Travis works fine for me building windows binaries.

It's still beta, but wondering what problems you are having here? Have you tried windows in .travis.yml?

phiresky · on June 16, 2019

Nope, haven't tried it. I just saw that ripgrep is using appveyor for windows instead, so I assumed it doesn't work on travis. I was actually just trying to add appveyor to this [1], but I'm getting a weird error.

[1]: https://ci.appveyor.com/project/phiresky/ripgrep-all/builds/...

ShorsHammer · on June 16, 2019

Give it a crack, not sure what dependencies ripgrep is pulling in but I've had good experiences so far. They seem to be doing ok with rolling it out.
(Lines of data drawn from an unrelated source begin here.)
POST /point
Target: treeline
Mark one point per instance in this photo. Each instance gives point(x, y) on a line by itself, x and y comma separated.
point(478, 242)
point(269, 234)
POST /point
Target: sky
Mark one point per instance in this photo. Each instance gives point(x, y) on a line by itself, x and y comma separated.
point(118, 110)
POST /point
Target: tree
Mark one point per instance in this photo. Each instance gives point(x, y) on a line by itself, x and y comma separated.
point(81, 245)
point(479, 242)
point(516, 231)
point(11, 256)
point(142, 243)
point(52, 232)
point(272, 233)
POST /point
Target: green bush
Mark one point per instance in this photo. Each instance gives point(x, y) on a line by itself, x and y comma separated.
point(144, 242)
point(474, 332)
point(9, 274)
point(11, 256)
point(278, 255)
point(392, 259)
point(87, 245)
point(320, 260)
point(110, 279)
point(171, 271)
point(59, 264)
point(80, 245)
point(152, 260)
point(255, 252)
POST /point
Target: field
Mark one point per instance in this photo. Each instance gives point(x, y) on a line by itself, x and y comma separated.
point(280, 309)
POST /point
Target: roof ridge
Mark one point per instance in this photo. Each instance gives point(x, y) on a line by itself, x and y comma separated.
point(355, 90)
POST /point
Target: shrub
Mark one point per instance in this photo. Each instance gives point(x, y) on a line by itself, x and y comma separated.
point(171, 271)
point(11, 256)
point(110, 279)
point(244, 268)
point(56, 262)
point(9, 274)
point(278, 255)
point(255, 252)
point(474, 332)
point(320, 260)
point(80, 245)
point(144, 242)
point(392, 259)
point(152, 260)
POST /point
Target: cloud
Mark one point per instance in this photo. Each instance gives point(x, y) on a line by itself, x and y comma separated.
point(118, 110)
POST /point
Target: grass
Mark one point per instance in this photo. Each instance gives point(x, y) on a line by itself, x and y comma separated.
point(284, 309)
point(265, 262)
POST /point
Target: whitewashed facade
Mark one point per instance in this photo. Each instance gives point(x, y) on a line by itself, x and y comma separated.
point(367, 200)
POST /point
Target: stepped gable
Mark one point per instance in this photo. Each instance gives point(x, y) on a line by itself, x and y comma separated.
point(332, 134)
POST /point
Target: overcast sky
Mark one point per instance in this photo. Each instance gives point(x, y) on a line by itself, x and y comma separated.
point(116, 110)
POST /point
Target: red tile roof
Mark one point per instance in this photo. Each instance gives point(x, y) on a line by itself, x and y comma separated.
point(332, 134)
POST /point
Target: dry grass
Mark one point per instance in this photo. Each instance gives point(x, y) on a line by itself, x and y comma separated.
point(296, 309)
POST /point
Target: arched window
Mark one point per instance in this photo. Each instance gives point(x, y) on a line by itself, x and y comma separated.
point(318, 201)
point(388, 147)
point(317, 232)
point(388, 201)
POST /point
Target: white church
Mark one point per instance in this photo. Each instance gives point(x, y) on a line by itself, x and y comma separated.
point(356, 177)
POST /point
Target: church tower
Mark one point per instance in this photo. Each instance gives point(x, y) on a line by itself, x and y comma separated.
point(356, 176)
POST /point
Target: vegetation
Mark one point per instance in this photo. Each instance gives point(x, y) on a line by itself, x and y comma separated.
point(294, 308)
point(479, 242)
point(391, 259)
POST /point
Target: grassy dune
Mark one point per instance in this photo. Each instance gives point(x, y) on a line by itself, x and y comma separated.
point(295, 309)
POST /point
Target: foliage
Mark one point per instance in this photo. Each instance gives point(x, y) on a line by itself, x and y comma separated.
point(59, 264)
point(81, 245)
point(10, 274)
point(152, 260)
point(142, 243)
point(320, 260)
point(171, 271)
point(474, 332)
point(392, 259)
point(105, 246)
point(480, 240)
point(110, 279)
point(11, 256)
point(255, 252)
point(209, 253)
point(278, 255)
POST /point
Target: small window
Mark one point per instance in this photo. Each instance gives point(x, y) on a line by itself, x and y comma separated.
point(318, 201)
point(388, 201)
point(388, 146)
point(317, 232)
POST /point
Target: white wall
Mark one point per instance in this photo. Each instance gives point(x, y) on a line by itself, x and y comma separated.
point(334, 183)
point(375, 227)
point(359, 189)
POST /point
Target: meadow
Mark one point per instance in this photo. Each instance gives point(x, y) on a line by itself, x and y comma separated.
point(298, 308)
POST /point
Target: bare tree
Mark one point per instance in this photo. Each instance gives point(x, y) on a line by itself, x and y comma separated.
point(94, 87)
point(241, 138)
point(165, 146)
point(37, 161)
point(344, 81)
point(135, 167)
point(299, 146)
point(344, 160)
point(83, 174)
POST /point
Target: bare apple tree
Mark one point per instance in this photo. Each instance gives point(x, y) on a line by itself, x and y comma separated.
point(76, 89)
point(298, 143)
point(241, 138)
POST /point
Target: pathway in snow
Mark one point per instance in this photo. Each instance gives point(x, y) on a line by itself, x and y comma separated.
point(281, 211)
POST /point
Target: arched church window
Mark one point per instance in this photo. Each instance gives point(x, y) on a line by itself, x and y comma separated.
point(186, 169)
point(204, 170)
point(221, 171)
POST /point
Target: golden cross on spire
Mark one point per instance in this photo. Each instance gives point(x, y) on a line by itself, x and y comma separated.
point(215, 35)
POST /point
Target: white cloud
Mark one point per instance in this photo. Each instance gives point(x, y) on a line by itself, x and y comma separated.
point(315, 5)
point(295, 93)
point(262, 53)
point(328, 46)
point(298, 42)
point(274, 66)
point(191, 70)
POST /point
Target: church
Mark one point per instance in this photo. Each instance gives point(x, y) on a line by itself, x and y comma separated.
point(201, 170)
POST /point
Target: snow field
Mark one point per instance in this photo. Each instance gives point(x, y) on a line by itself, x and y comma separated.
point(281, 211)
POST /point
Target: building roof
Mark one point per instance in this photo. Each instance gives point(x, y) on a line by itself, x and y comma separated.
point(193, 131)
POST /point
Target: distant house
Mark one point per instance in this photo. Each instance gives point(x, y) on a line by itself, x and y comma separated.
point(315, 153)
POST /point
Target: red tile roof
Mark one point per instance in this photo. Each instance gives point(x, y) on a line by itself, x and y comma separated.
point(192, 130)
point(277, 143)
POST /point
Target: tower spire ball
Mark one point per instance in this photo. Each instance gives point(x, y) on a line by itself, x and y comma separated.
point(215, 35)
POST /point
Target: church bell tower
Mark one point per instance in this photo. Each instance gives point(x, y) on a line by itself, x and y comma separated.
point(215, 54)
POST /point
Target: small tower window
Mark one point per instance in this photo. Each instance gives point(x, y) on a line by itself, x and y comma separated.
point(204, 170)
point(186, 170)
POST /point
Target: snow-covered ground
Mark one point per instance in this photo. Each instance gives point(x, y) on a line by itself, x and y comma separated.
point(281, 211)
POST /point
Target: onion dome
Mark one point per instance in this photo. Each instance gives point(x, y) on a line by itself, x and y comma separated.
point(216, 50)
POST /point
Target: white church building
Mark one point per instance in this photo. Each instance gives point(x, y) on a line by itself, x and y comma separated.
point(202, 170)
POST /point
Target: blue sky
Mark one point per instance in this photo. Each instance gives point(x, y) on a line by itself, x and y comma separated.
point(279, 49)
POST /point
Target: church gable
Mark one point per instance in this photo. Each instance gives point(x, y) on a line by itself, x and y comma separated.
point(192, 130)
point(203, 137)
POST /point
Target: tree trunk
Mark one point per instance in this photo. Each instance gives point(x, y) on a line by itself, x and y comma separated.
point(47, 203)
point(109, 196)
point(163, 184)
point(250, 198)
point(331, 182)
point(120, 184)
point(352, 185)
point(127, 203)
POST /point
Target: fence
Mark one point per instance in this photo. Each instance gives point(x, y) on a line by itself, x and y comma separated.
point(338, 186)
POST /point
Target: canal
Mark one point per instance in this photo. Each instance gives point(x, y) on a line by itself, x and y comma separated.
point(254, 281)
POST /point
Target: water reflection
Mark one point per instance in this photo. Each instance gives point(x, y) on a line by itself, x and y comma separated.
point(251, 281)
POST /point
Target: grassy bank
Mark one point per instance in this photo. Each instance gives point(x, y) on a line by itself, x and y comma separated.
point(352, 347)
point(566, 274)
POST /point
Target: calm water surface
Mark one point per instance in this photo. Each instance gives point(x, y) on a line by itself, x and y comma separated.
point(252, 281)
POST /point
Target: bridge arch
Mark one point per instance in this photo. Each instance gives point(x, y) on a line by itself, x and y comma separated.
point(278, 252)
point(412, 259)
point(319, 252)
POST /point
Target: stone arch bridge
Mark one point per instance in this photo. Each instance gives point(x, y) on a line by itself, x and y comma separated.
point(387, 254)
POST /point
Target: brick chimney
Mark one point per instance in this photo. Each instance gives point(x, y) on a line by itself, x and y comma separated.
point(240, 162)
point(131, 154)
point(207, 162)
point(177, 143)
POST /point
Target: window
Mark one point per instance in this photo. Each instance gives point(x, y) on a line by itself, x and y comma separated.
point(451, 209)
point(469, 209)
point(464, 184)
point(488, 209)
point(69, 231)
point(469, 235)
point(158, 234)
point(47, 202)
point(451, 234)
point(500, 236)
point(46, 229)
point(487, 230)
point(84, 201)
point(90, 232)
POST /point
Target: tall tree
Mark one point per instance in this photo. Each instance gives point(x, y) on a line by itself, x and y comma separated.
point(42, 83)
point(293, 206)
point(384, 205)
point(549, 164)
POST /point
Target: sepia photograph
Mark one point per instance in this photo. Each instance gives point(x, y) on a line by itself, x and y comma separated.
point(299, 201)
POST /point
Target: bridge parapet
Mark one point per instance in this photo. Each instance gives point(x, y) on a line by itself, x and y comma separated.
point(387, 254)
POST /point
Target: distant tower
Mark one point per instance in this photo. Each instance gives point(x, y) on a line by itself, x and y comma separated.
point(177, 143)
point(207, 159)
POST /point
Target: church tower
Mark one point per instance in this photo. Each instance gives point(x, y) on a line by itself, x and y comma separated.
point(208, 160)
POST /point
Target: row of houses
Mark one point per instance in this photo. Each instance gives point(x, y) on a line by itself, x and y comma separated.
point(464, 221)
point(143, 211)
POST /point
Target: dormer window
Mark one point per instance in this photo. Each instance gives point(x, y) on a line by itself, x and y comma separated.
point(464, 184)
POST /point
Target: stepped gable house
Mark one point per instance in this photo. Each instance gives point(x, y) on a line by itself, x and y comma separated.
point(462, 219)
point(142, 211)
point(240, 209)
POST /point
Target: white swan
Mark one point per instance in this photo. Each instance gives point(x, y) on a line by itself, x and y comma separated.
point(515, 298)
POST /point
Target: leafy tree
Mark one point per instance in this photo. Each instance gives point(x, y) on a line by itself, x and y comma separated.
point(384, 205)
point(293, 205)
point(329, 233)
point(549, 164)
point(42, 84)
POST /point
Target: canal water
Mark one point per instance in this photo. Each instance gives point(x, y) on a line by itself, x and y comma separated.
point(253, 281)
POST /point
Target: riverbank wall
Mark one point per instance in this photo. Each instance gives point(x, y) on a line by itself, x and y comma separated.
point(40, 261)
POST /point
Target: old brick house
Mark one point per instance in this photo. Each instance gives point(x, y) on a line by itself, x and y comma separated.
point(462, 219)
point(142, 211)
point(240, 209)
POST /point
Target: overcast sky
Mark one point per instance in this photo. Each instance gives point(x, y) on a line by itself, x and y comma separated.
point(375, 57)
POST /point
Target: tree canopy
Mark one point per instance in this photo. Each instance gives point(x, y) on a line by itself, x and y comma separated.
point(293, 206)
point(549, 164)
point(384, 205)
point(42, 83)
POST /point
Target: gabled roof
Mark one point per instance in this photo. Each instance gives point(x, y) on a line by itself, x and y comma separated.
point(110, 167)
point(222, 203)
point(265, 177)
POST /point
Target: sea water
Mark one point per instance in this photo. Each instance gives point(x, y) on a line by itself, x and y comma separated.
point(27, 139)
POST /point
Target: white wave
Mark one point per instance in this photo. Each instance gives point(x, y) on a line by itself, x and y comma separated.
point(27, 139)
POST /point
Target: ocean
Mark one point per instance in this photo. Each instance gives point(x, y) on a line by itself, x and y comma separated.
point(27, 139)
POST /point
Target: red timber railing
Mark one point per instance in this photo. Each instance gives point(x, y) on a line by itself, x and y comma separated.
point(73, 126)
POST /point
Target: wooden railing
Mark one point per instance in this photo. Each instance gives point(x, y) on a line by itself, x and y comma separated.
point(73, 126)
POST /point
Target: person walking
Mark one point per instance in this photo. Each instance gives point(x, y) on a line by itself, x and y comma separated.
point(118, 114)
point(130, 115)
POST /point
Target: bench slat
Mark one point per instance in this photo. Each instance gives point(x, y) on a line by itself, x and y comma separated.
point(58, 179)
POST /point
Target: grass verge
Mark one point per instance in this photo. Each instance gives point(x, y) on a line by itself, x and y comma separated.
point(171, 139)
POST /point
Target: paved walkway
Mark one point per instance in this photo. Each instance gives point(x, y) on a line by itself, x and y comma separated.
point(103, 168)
Just a few more lines in your travis deploy setup.

burntsushi · on June 16, 2019

> Also, suffers from the exact same problem I see pretty much every text search tool suffer: doesn't support other UTF encodings like UTF-16, meaning you'll miss files.

Did you try it? ripgrep supports UTF-16 just fine. It even supports it automatically and transparently, via BOM detection. If there's no BOM, then you must specify the encoding explicitly.

dataflow · on June 16, 2019

Yes, I tried it. Without a BOM, because you can't rely on BOMs being there.

burntsushi · on June 16, 2019

At that point, you don't know the encoding, so the only thing available to you is heuristics (including needing to guess the byte order). Either way, I don't think it's accurate to claim that ripgrep doesn't support UTF-16.

dataflow · on June 16, 2019

> At that point, you don't know the encoding, so the only thing available to you is heuristics (including needing to guess the byte order).

That's emphatically not the case though. I explained how you could handle it here without requiring BOM or byte order knowledge or heuristics: https://news.ycombinator.com/item?id=20198208

> Either way, I don't think it's accurate to claim that ripgrep doesn't support UTF-16.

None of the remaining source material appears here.